Une phrase pratique au passage : pour une intervention en classe, prévoyez 45 minutes de démonstration technique, 30 minutes d’exercices pratiques et 15 minutes de débrief ; c’est le format qui a fonctionné le mieux le 18 mars.

(Paragraphe contenant un lien interne vers /borny/ pour contextualiser : la page du quartier détaille les projets citoyens et les associations locales.)

Un autre axe de travail concerne la coordination avec les acteurs voisins. Les enjeux de prévention dépassent Borny : la coopération avec Metz Nord & Patrotte permet d’harmoniser les messages et d’éviter les doublons entre actions. Nous avons évoqué ce partenariat lors du café des associations ; plusieurs représentants ont demandé un calendrier commun pour 2026. La question fait écho à celle de 2019jeunesseb : souvenirs et chiffres qui concerne aussi les habitants.

(Paragraphe contenant un lien interne vers /metz-nord-patrotte/ pour signaler les collaborations inter-quartiers.)

(Paragraphe contenant un lien interne vers /vie-a-metz/ inséré naturellement dans la phrase.)

Pourquoi cette démarche fonctionne à Metz : organisation, concret, suivi chiffré

Ce qui distingue la session du 18 mars est la combinaison de trois éléments mesurables : démonstration technique (15 min), mise en situation (60 min) et bilan individuel (15 min).
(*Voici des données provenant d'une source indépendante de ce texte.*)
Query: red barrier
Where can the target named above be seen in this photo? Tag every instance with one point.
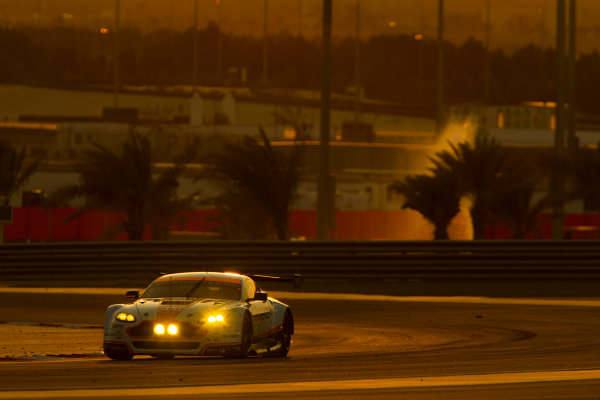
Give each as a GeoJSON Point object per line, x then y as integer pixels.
{"type": "Point", "coordinates": [39, 224]}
Les jeunes repartent avec une checklist de 7 actions immédiates — modifier les paramètres, revoir la liste d’amis, activer la double authentification — et avec des preuves à montrer aux parents. Les retours de MirMa indiquent que 78 % des participants ont appliqué au moins 3 conseils dans la semaine qui a suivi.

Je suis d’avis que l’efficacité tient à la pédagogie active : un exercice qui montre « comment » faire vaut mieux que dix slides théoriques. C’est pourquoi Bornybuzz continuera à prioriser des formats courts, répétables et vérifiables.

💡 Conseil : programmez un atelier de rappel 90 jours après la première session pour mesurer l’application des règles et ajuster le contenu.

Questions fréquentes

Quels sont les premiers gestes à faire si un adolescent reçoit des menaces en ligne ?

Bloquer le contact immédiatement, conserver des captures d’écran horodatées et signaler le profil au réseau social (Instagram, TikTok, Snapchat) en utilisant l’outil intégré — la plupart des plateformes donnent un accusé de réception dans les 48–72 heures. Ensuite, alertez le chef d’établissement : la procédure interne permet souvent d’ouvrir une médiation locale en 7 jours ouvrés.

Les parents doivent-ils installer un contrôle parental payant ?

Pas systématiquement. Google Family Link est gratuit et couvre les bases pour les 6–13 ans. Pour un suivi plus fin — rapports hebdomadaires, géorepérage, filtrage d’applications — un abonnement comme Qustodio à partir de 49,99 €/an peut être utile. Testez toujours sur 30 jours avant de payer.

Comment vérifier qu’une offre d’emploi ou de formation reçue via message est légitime ?

Cherchez l’adresse mail professionnelle, vérifiez la présence d’une page officielle ou d’un SIRET sur les mentions légales, demandez le nom du contact et faites une recherche sur LinkedIn ; si la proposition implique un paiement, considérez-la suspecte à 95 % et demandez l’avis d’un référent scolaire ou de l’association MirMa.